In case you've been in a cave all day, German Cardinal Joseph Ratzinger (78), has been chosen as the new pope under the name Benedict XVI. He is the first German to serve the office since the sixteenth century. It is a bit of irony, I suppose, that the last German pope, Andrian VI, presided just after the beginning of the Reformation schism and I believe the last German pope before that, Victor II, was the first pope elected after the Great Schism of 1054; take that for what you will. The new pontiff does not look to be too much a of friend of ecumenism, having previously criticized the Protestant churches that have established dialog with Rome. On the other hand, his orthodoxy is a good thing in many ways as opposed to electing someone who might have been inclined to lead the church in too liberal of direction.

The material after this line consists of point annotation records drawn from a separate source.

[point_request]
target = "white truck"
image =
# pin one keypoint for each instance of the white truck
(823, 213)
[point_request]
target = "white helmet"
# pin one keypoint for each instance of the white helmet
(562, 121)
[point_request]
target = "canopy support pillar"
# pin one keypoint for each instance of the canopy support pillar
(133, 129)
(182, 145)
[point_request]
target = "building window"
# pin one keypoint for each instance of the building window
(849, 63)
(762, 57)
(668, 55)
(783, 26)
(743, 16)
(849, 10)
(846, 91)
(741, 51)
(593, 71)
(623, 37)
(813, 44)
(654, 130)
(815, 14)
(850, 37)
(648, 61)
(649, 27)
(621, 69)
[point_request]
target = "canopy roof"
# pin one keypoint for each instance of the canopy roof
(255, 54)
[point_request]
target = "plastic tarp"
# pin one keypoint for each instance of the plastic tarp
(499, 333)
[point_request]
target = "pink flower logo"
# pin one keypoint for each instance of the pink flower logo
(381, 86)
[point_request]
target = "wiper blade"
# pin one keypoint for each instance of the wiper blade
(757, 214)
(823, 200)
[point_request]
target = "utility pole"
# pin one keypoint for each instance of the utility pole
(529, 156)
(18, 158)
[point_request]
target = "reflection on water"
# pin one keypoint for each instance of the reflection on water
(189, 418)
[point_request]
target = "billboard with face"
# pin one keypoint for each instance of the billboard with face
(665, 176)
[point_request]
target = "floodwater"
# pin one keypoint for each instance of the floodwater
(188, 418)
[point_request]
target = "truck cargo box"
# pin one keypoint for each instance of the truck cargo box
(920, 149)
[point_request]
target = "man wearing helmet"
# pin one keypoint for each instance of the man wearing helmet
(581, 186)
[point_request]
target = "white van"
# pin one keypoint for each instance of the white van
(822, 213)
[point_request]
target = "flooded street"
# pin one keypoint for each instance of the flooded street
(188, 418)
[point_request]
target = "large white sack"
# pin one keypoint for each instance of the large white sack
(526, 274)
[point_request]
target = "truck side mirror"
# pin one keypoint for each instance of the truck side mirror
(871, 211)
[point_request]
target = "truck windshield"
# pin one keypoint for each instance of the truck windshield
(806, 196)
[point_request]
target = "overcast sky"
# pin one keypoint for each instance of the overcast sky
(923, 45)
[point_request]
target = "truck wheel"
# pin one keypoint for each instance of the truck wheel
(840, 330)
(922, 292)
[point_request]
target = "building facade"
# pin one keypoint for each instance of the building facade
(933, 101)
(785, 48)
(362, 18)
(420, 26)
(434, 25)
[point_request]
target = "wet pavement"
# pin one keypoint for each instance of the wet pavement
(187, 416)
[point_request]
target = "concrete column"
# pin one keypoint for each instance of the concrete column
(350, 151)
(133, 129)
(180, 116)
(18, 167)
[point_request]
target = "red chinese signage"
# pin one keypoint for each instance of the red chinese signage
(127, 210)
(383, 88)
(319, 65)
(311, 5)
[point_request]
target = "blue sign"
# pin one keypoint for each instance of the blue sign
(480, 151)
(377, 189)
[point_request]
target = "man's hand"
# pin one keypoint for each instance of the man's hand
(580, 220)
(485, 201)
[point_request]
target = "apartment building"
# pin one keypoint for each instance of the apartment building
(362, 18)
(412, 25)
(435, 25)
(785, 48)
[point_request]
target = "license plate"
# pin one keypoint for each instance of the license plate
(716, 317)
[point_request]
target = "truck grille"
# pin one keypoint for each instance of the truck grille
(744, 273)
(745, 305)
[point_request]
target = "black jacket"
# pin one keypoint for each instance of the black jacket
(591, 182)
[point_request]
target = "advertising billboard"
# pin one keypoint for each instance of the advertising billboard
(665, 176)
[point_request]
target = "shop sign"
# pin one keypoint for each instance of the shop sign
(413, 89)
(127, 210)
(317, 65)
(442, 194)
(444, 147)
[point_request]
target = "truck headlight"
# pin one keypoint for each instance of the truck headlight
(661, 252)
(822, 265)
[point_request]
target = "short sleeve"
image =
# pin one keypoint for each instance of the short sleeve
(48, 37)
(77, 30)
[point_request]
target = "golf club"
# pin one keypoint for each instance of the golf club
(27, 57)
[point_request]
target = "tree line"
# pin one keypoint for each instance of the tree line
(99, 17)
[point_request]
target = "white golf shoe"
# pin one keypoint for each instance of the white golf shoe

Ratzinger has previously served as prefect of the “Congregation for the Doctrine of the Faith,” better known by its old name: the Inquisition.
On a Lighter Note
And, timely enough, a theologian friend of mine passed on a little humor concerning the Cardinal turned newly elected Pontiff. The story goes that Cardinal Ratzinger dies and goes to Heaven. When he arrives there he waits with two other theologians to talk to God. The first one goes to see God, and comes back weeping. “How could I have been so wrong for so long,” he sobs. The second theologian is nervous but goes in and comes back out weeping and exclaiming “How could I have been so wrong for so long?” Then the Cardinal goes in to see God. Soon after God comes out weeping and says “How could I have been wrong for so long?”